- Born: 1931 (age 94–95) Harbin, Heilongjiang, Republic of China
- Other name: Vieta Dyer

Academic background
- Education: Fu Jen Catholic University; Georgetown University (Master); Australian National University (PhD);

= Svetlana Rimsky-Korsakoff =

Chinese-born Russian scholar

Svetlana Rimsky-Korsakoff (also known as Vieta Dyer; born 1931) is a scholar of Russian descent. She grew up in China during her early years but later left the country. She is well known for her research on the Dungan people.

== Biography ==
Rimsky-Korsakoff was born in Harbin, as the daughter of Nicolai Rimsky-Korsakoff, a White Army officer who settled in Harbin after the Russian Revolution. After Rimsky-Korsakoff's birth, Nicolai took the family to Peking, where Svetlana received a mixed Russian-Chinese education. After the Marco Polo Bridge incident, Nicolai again fled with his family to Yunnan, where he obtained Chinese citizenship.

In 1945, Japan surrendered and the Rimsky-Korsakoff family returned to Beijing. After returning to Peking, Svetlana attended the Fu Jen Catholic University in Beijing. Here she witnessed the conflict between the Communists and the Kuomintang and was present during the siege of the Fu Jen University campus by Communist forces and was forced to participate in the anti-missionary movement under Mao Zedong.

In 1949, when the People's Republic of China was founded, the Rimsky-Korsakoff family was stripped of their Chinese citizenship, and after a period of financial and psychological hardship, the family fled the country on a boat with the last missionaries expelled from China.

In the 1960s, Rimsky-Korsakoff enrolled at Georgetown University in Washington, D.C., to pursue a master's degree in Asian languages. It was here that she met Paul Serruys, who, after learning about Rimsky-Korsakoff's background, suggested that Svetlana study the languages of the Dungans, a Chinese minority in Central Asia. In 1964, Svetlana delivered her master's thesis, "The Dungan Dialect: Introduction and Morphology".

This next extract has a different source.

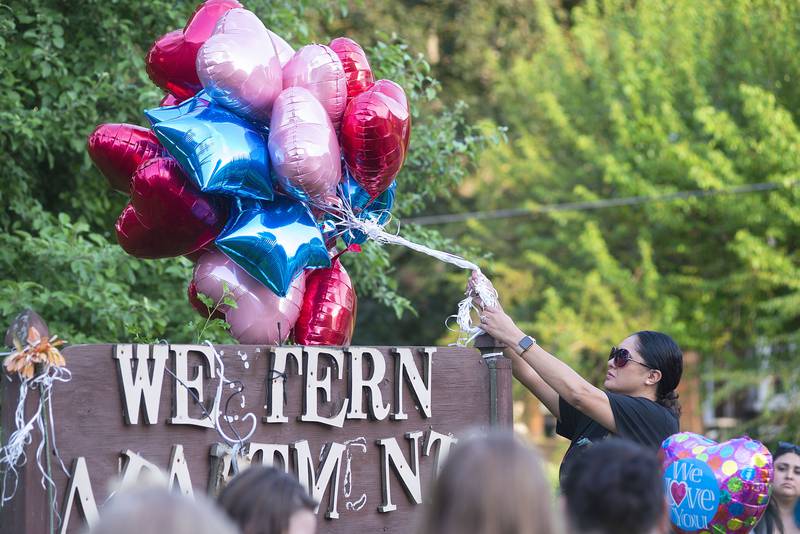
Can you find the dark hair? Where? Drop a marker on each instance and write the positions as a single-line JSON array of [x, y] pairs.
[[615, 487], [262, 499], [491, 484], [661, 352]]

After graduating from Georgetown, she returned to Australia and taught Chinese at the Australian National University while pursuing her PhD. She initially wanted to work on Classic of Filial Piety, but then turned to a 13th-century Korean Chinese manual, Lao Ch'i-ta. In 1983, she submitted her doctoral thesis. During this period, she also conducted research on the Dungans and published a number of papers.